L’exposition The Wealth of Nations, dont le titre est emprunté à l’œuvre de Henrik Plenge Jakobsen — elle-même inspirée par le célèbre ouvrage d’Adam Smith, père fondateur du libéralisme — tombe à point nommé. Elle alimente le débat actuel entre ironie résignée et engagements.
De la performance foudroyante de Zevs, on garde le souvenir d’un cri retentissant et d’un euro dégoulinant de peinture jaune sur un fond noir. Ce symbole monétaire violemment — et littéralement — «liquidé», victime d’une exécution sommaire par projection de matière, souligne les rapports de force propres au libre échange et la pression (visuelle) exercée sur les consommateurs. Acte de vandalisme ironique commis dans les lieux d’art — le Palais de Tokyo en l’occurrence —, il dit leur infiltration progressive par l’économie, dans un mouvement continu du public vers le privé, de l’art au marketing. Destitué de son statut d’icône, le logo Chanel subit le même sort.
Cet esprit de sabotage est partagé par Raphaël Boccanfuso qui reproduit sur différents supports (affiches, cartes postales) des oeuvres majeures de l’abstraction moderne, légèrement modifiées, échappant ainsi à la législation sur les droits d’auteur. Savoir disposer ses couleurs, variations sur les toiles de Malévitch et de Mondrian, transforme en statistiques les doctrines plastiques des grands maîtres. Les couleurs originales, minutieusement découpées, sont recollées et réorganisées sous forme de diagramme à bâton, indiquant la proportion de bleu, de rouge et de jaune existante au sein du tableau. Le quantitatif se substitue à l’esthétique. L’art et sa promotion ne font qu’un, comme dans Parce que ça les vaut bien, où l’identité visuelle du mécène (L’Oréal) se confond avec l’œuvre.

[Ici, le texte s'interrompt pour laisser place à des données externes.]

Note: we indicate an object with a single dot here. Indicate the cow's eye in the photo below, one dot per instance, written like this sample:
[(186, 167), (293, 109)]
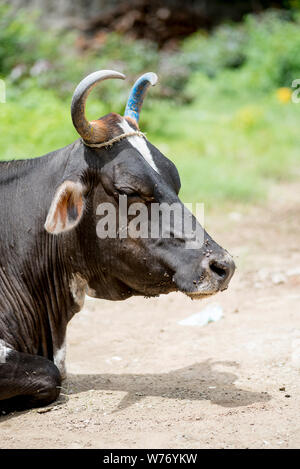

Pression et Depression… Yann Toma dessine les contours d’une croissance en dents de scie, fidèle lui aussi au langage formel de l’économie, où le chiffre est à la courbe ce que la lettre est au mot. Avec Henrik Plenge Jacobson, l’étagement de cartons — toujours dans cette même logique quantitative — et l’affichage confrontent l’un à l’autre le libéralisme et le marxisme. Si chaque camp arbore une couleur spécifique, leur construction est similaire. Peut-être une façon déguisée de rapprocher ce que tout oppose, une théorie en valant bien une autre ? L’occasion de rappeler également que la valeur-travail, fondement et ciment du marxisme, a d’abord — et paradoxalement — été théorisée par les « classiques » : Adam Smith et Ricardo.
L’entreprise artistique de Ouest-Lumière, elle, ne connaît pas la crise. Nationalisée sous le nom d’EDF en 1946 et réactivée par Yann Toma en 1991 (devenant par là -même son président à vie), elle échappe au déclin des idéologies et aux transformations socio-économiques de ces dernières années. Source d’énergie réflexive, son capital symbolique, partagé par des actionnaires d’un nouvel ordre, véhicule un flux de changement, tourné vers un avenir moins individualiste.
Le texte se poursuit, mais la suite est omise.